Credentials are early access and is actively being developed. Our support for verifiable credentials will continue to evolve and we plan to enable attribute sharing over modern auth technologies like OAuth 2.0 in the near future.
Verifiable Credentials are a digital representation of the physical credentials that we use in the world today. By W3C's own definition:
Verifiable Credentials are a new way to format attributes such that the credential includes a cryptographic proof where other people or institutions have attested to the validity of the attributes. Once this cryptographic attestation exists, holders of these credentials can choose to share them with other entities and services.
We believe Verifiable Credentials are valuable in any ecosystem where data attributes need to be exchanged between 3 independent entities in a trusted manner. Verifiable Credentials Trust Model is built on three pillars—issuers, holders, and verifiers.

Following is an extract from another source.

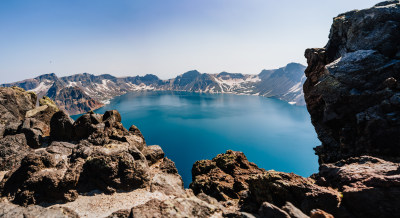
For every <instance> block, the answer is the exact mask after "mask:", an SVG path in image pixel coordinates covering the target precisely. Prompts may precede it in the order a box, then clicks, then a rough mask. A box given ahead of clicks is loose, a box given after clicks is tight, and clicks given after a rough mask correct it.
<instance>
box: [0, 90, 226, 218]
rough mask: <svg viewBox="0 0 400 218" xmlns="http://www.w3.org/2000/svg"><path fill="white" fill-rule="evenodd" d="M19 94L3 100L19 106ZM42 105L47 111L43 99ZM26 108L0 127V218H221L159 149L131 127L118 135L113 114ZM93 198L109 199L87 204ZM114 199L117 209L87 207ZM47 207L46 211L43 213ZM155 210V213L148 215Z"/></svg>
mask: <svg viewBox="0 0 400 218" xmlns="http://www.w3.org/2000/svg"><path fill="white" fill-rule="evenodd" d="M7 89H10V90H7ZM17 90H19V89H17ZM12 91H13V89H11V88H5V90H4V92H5V93H12ZM19 91H21V93H22V94H21V93H20V95H18V96H15V95H12V96H6V97H7V98H9V99H11V100H14V101H16V100H15V99H13V98H23V99H22V100H24V97H25V95H23V93H25V92H24V91H23V90H19ZM18 101H20V100H18ZM42 101H47V103H46V104H44V103H42V104H43V105H46V106H48V108H49V107H53V105H52V104H54V103H52V102H51V101H48V99H47V98H43V99H42ZM34 102H35V101H32V102H31V103H32V104H33V103H34ZM6 107H8V105H6ZM17 107H18V105H17ZM32 107H33V108H27V109H26V110H22V109H20V110H17V111H26V113H28V114H34V115H33V116H29V117H26V116H25V117H24V116H23V115H18V116H19V117H18V116H13V117H11V118H10V119H12V120H13V121H18V122H17V123H16V124H17V125H11V124H13V123H10V122H5V124H7V123H9V124H10V126H9V125H7V126H6V125H4V126H5V131H4V132H5V133H7V134H6V135H4V134H2V138H1V139H0V170H1V171H3V172H1V173H0V176H1V177H0V178H1V182H0V194H1V202H0V216H2V217H15V216H28V217H29V216H48V217H79V216H80V215H83V216H94V215H93V214H99V215H101V216H106V215H109V214H111V215H110V217H121V216H128V215H129V214H132V212H131V211H134V212H133V214H135V217H137V216H139V215H140V216H142V215H143V214H148V215H149V216H150V215H154V216H169V217H174V216H176V215H180V216H201V217H205V216H208V215H214V216H221V215H222V213H223V212H225V211H226V209H225V208H224V207H223V206H222V205H221V204H219V203H218V201H216V200H215V199H212V198H211V197H208V196H201V195H200V196H199V197H196V196H195V195H194V194H193V193H191V192H190V191H188V190H185V189H184V187H183V181H182V178H181V177H180V175H179V174H178V170H177V169H176V166H175V164H174V162H173V161H171V160H170V159H168V158H167V157H165V154H164V152H163V151H162V149H161V147H160V146H158V145H153V146H147V145H146V143H145V141H144V137H143V135H142V134H141V133H140V131H139V130H138V129H137V128H136V127H135V126H132V127H131V128H130V129H129V131H128V130H127V129H125V128H124V127H123V126H122V124H121V115H120V114H119V113H118V111H115V110H113V111H107V112H105V113H104V114H103V115H101V114H95V113H93V112H89V113H87V114H84V115H82V116H81V117H80V118H78V119H77V120H76V121H73V120H71V118H70V117H69V116H68V115H67V114H66V113H65V112H64V111H62V110H58V108H53V109H54V110H51V113H41V112H43V111H44V110H42V109H41V108H40V107H42V106H40V107H39V109H38V108H35V107H34V106H32ZM6 109H8V108H6ZM17 109H18V108H17ZM56 111H57V112H56ZM53 112H54V113H53ZM37 114H41V116H42V117H43V118H45V119H44V120H50V121H49V124H50V125H47V124H46V123H44V122H42V121H39V120H37V119H35V118H33V117H35V115H37ZM47 116H51V118H48V117H47ZM3 135H4V137H3ZM43 138H46V139H45V140H44V139H43ZM42 142H45V143H42ZM4 174H5V175H4ZM93 192H100V193H105V194H109V195H110V197H104V196H103V197H101V196H100V197H97V196H96V195H95V196H91V195H93V194H92V193H93ZM120 195H123V197H121V198H125V197H127V199H126V200H124V199H118V201H119V202H120V203H121V205H119V204H118V203H116V204H113V201H111V207H110V206H109V209H107V208H96V205H95V204H92V203H91V201H92V200H91V199H93V201H94V202H98V203H97V204H99V205H102V204H105V203H106V202H107V200H104V199H102V198H113V197H112V196H120ZM86 196H91V197H90V200H85V197H86ZM74 201H78V202H79V203H77V205H78V206H75V205H76V204H75V205H74V204H73V203H74ZM47 204H50V205H51V206H43V205H47ZM18 205H22V206H24V207H21V206H18ZM39 205H41V206H39ZM155 205H158V206H159V208H158V209H156V208H153V206H155ZM80 207H84V208H86V209H81V208H80ZM94 208H96V209H94ZM113 208H115V210H114V209H113ZM96 210H97V211H98V210H102V211H104V212H102V213H101V212H100V213H99V212H96ZM75 211H76V212H75ZM150 212H152V213H150Z"/></svg>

Together, these three pillars form the Trust Triangle.
Issuers are organizations that are authorized to issue credentials. They attest to the fact that some attributes about a subject is accurate and then issue a credential attesting to that information. They are typically trusted authorities who want to ensure compliance and enforce standards like the DMV or US Government.
A holder is the owner of a credential. They can be individuals or organizations. They are usually trying to do something, but need some sort of credential to do it. They also need a place to store the credentials they already have and new ones they will acquire.
Verifiers are entities that receive a credential presented to them from a holder, confirm the credential comes from a trusted issuer, and then on the basis of that credential to perform a service or sell a good to the holder.
GlobaliD's SSI platform enables these 3 entities to interact with one another in a secure and trusted way.